O mesmo acontece com sua crítica social. A metáfora é tão evidente que quase não existe espaço para interpretação; ricos transformam pobres em peças de um jogo enquanto assistem ao sofrimento de uma posição privilegiada. A mensagem é válida, mas o filme insiste tanto nela que acaba simplificando aquilo que poderia ser mais complexo. Não existe muita ambiguidade naquele sistema porque praticamente todos já ocupam funções previamente determinadas; exploradores, explorados, rebeldes ou participantes.

Até mesmo o grande elenco acaba prejudicado pela quantidade de personagens. Rodrigo Santoro, Isis Valverde, Seu Jorge, Bruno Gagliasso, Grazi Massafera, Silvero Pereira, João Guilherme e tantos outros aparecem dentro de uma história que parece querer aproveitar todos, mas não encontra espaço dramático para fazê-lo. Alguns personagens despertam curiosidade apenas para desaparecerem ou permanecerem presos a funções muito específicas do roteiro. Matheus Abreu consegue trazer intensidade física a Mano, mas também precisa lutar contra um protagonista escrito de maneira excessivamente funcional. Sabemos o que ele quer, sabemos contra o que luta e entendemos sua motivação. O que falta é descobrir quem ele é além dessas informações.

E esse talvez seja o principal problema de Corrida dos Bichos; quase tudo está a serviço do conceito. Personagens existem para movimentar a história. Diálogos existem para explicar o universo. A narração existe para reforçar o espetáculo. As corridas existem para entregar ação. A crítica social existe de maneira tão evidente que frequentemente parece sublinhada. Poucas coisas simplesmente respiram. Com 124 minutos, o longa paradoxalmente consegue parecer cheio demais e desenvolvido de menos. Há excesso de personagens, conceitos e acontecimentos, mas falta profundidade justamente onde ela seria mais necessária.
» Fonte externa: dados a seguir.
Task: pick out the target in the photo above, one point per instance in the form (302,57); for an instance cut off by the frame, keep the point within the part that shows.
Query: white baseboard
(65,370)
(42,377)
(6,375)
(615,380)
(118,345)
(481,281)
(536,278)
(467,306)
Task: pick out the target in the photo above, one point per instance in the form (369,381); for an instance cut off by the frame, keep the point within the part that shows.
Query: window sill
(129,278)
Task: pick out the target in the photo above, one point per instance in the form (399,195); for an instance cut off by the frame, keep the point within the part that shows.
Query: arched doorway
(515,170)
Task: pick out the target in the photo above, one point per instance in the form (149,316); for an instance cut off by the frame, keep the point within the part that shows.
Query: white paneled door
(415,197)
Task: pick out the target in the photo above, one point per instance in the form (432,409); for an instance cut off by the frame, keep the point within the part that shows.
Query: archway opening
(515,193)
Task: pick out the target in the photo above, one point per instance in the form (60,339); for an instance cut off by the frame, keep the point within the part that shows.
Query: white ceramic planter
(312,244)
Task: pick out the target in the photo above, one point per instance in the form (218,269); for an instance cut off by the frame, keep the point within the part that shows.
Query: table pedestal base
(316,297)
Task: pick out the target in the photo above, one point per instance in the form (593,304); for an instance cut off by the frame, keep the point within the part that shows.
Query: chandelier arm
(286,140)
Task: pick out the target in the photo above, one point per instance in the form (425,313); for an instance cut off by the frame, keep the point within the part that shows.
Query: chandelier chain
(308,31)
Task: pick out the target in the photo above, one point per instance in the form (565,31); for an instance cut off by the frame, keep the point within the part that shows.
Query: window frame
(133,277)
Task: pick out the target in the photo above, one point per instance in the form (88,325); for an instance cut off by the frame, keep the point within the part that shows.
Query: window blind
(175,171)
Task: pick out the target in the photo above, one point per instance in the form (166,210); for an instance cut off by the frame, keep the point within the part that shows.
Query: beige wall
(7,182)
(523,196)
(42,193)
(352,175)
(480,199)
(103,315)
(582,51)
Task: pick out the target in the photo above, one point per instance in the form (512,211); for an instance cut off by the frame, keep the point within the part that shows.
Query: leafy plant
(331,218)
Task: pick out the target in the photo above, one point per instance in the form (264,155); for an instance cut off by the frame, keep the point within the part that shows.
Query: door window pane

Não se trata de falta de ambição. Talvez seja exatamente o contrário. Corrida dos Bichos quer construir uma franquia antes de conseguir construir completamente seu primeiro filme. Existe uma mitologia esperando para ser explorada, um mundo maior sugerido ao redor dos personagens e inúmeras ideias lançadas para o espectador. Mas a necessidade de estabelecer tudo isso transforma a narrativa em uma espécie de longa apresentação daquele universo.

A ficção científica brasileira merece produções desse tamanho. Merece orçamento, cenas de ação ambiciosas, mundos futuristas e liberdade para disputar espaço com grandes produções estrangeiras. E justamente por isso não basta elogiar Corrida dos Bichos simplesmente por existir.